La rentrée 2026 s'annonce difficile. Par exemple, dans le lycée de Lucie, le nombre de classes en spécialité d'arts appliqués va passer de trois à une seule. Conséquence : « une trentaine d'élèves de première en arts appliqués sont contraints de redoubler ou de changer de voie. Les élèves qui redoublent en terminale risquent de subir le même sort ». Les options littéraires sont aussi menacées, comme par exemple l’option « Langues, littératures et cultures étrangères » (LLCE).
Mobilisation et répression
Dès le 5 mars, les lycéens marseillais se sont mobilisés contre l'austérité et la dégradation de leurs conditions d'études.
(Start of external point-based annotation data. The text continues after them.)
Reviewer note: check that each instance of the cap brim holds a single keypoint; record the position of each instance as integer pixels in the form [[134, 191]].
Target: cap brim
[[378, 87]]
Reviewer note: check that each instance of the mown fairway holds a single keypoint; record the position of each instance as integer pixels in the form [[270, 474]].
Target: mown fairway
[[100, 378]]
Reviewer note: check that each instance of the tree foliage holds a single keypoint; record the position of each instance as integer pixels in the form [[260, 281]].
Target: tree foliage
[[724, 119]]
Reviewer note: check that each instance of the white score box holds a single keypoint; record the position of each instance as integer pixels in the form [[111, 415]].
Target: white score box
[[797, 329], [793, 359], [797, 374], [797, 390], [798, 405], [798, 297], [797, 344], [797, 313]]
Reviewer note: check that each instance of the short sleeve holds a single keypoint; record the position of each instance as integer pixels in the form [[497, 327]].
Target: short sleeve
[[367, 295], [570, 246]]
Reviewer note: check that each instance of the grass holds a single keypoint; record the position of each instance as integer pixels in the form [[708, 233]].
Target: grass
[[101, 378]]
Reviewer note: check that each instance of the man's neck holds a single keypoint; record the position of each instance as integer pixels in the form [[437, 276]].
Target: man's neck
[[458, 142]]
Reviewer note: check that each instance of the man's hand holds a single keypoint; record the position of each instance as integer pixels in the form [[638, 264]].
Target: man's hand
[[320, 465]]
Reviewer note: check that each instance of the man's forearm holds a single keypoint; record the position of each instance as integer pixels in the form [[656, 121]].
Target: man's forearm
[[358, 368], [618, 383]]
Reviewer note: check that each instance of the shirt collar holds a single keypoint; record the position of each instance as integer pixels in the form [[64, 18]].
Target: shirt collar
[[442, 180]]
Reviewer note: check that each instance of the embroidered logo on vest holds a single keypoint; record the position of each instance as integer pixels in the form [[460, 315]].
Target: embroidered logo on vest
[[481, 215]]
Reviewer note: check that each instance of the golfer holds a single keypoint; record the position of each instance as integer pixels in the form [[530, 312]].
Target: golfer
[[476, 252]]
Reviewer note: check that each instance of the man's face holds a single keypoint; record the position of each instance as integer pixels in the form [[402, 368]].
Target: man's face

Le mouvement a commencé avec un premier blocus organisé au lycée Saint-Charles, puis s'est étendu à d'autres lycées de la ville.
Dès le premier acte du mouvement, la police a sévèrement réprimé les jeunes mobilisés. De nombreuses images de la journée ont circulé et ont illustré les provocations policières. Une vidéo montre clairement un policier se servant d'une poubelle pour balayer et propulser plusieurs mètres en arrière une jeune fille. Au lycée Thiers a eu lieu la première interpellation d'un élève, qui passera dix heures en garde à vue. C'est dans cette atmosphère que « des élèves de tout Marseille sont allés au rassemblement devant le commissariat pour réclamer la libération de notre camarade de classe », nous explique Lucie. Cinq autres élèves ont été placés en garde à vue de vingt-quatre heures pour avoir préparé le blocage du lycée Victor-Hugo.
https://www.youtube.com/shorts/Z9CEtzDJ_B0
A l’appel d’une Assemblée générale, une journée de grève et de manifestation a eu lieu le 17 mars, rassemblant plus de 2500 élèves et professeurs devant la Direction départementale de l’Éducation nationale (DSDEN). Le 19 mars, les blocus ont atteint leur pic : sept établissements ont été bloqués, dont des lycées des quartiers nord de Marseille et de Vitrolles. Au total, 13 établissements ont été bloqués au cours du mouvement. La mobilisation des lycéens a aussi encouragé les enseignants à se mettre en grève. Au lycée Saint-Charles, où de nombreuses heures de cours sont supprimées, la grève a été tout particulièrement suivie le 17 mars, avec 80 % des enseignants en grève.Ce mouvement nous montre la voie à suivre : seul un mouvement massif de la jeunesse et des travailleurs pourra faire barrage à l'austérité et à la répression !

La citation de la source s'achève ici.